Tenuta San Guido
About the Producer:
Sassicaia, once called Italy’s greatest red wine by the eminent English author Hugh Johnson, was the harbinger of the modern vogue for Cabernet Sauvignon in Tuscany. Considered the original Super-Tuscan, and ranking for decades as the nation’s most illustrious vino da tavola, Sassicaia became, in 1994, Italy’s first wine from a single property to be awarded a DOC with a special zone of its own under the Bolgheri appellation.
The Sassicaia story began half a century earlier, when Marchese Mario Incisa della Rocchetta, a native of Piedmont, planted cuttings of Cabernt vines from Bordeaux’s Chateau Lafite at his San Guido estate. That area, the Marmma, on the coast of Tuscany, was not considered suited to quality vines, and for years Mario Incisa made a little wine for family and friends while concentrating on his main occupation of raising thoroughbred racehorses.
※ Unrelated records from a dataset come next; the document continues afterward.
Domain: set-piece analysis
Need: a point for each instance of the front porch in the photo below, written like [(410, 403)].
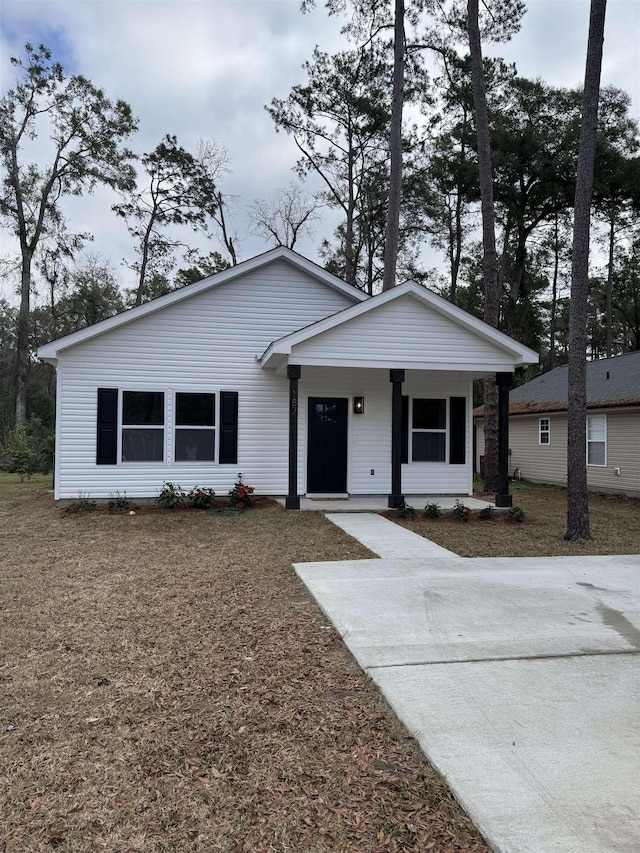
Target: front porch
[(380, 503)]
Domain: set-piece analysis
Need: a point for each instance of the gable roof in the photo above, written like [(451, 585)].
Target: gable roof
[(279, 349), (49, 352), (610, 382)]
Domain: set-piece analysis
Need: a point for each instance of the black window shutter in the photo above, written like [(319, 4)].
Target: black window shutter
[(107, 436), (405, 429), (228, 427), (457, 430)]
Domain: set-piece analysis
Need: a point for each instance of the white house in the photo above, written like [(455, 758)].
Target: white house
[(276, 369)]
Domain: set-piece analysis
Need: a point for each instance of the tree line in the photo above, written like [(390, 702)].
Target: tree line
[(389, 135)]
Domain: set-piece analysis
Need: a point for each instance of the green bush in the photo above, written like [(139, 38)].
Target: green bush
[(30, 449), (515, 513), (200, 498), (241, 496), (432, 510), (171, 496), (83, 504), (487, 513), (460, 511), (118, 502), (405, 511)]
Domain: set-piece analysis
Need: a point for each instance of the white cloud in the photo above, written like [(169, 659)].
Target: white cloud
[(206, 69)]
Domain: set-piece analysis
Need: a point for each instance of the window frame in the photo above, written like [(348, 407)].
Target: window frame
[(588, 442), (542, 431), (445, 430), (122, 426), (215, 428)]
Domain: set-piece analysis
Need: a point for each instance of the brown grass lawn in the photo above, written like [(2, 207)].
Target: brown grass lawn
[(615, 527), (167, 684)]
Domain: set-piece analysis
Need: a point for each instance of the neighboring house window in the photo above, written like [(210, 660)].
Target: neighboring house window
[(597, 440), (545, 431), (195, 434), (429, 431), (142, 426)]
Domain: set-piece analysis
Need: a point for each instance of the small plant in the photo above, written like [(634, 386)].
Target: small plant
[(240, 496), (515, 513), (200, 498), (171, 496), (404, 511), (460, 511), (118, 502), (432, 510), (83, 504)]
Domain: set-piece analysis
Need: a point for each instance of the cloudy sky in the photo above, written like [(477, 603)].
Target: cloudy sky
[(206, 68)]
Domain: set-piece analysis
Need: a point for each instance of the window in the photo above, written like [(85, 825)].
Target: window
[(429, 431), (597, 440), (142, 426), (195, 434), (545, 431)]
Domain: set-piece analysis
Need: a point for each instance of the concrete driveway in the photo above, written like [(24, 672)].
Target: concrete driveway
[(519, 678)]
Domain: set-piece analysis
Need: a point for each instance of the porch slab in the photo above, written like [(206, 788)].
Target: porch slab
[(379, 503)]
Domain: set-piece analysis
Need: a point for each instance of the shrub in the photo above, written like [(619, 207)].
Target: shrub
[(171, 496), (515, 513), (404, 511), (200, 498), (240, 496), (460, 511), (30, 449), (118, 502), (432, 510), (83, 504)]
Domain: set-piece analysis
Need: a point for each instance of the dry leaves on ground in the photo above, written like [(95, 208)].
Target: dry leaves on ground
[(168, 685)]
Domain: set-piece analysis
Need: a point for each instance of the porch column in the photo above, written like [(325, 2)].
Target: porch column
[(292, 501), (396, 498), (503, 380)]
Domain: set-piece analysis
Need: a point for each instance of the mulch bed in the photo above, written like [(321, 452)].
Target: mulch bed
[(168, 685)]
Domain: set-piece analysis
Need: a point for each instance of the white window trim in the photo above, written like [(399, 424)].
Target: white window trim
[(542, 432), (445, 431), (587, 442), (174, 426), (121, 426)]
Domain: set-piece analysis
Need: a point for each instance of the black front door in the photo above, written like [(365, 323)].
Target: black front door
[(327, 445)]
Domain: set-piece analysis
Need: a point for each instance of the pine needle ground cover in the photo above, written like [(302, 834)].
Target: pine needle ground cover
[(615, 526), (167, 684)]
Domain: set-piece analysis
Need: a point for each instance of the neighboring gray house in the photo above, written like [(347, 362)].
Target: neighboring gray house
[(538, 426), (276, 369)]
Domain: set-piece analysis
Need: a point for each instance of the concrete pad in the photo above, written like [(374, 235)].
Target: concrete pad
[(385, 538), (402, 612), (543, 755), (519, 678)]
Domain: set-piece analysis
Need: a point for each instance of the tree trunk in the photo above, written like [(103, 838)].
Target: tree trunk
[(554, 297), (395, 151), (577, 500), (489, 260), (22, 347), (609, 295)]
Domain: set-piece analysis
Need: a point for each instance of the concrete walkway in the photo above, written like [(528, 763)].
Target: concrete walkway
[(385, 538), (519, 678)]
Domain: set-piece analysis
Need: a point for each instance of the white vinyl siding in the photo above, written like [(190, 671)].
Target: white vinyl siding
[(208, 342), (401, 334), (548, 464), (597, 440)]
Eventually, though, word of Sassicaia’s undeniable signs of class spread, and from the 1968 vintage Incisa’s nephew, Pieto Antinori, of the prominent Florentine house, talked him into selling 3,000 bottles. Antinori winemaker Giacomo Tachis, assisted by the eminent Bordeaux enologist Emile Peynaud, gave Sassicaia a style that influenced a generation of Italian winemakers. The wine became a legend after a tasting sponsored by Decanter magazine in London in 1978 in which is triumphed over 34 select Cabernets from around the world.
Since Mario Incisa’s death in 1983, the estate has been run by his son Nicolo, who has sagely expanded vineyard and built production to about 150,000 bottles annually. In keeping with the dignified estate image inspired by Bordeaux, the Incisa della Rocchetta family insists on making only one wine exclusively from its own vineyards.
Sassicaia, in great demand around the world, recently fetched $5,175 for six bottles of the 1985 vintage at a Christie’s auction in New York. Some of its most ardent admirers in the North America refer to the wine simply as “Sass”.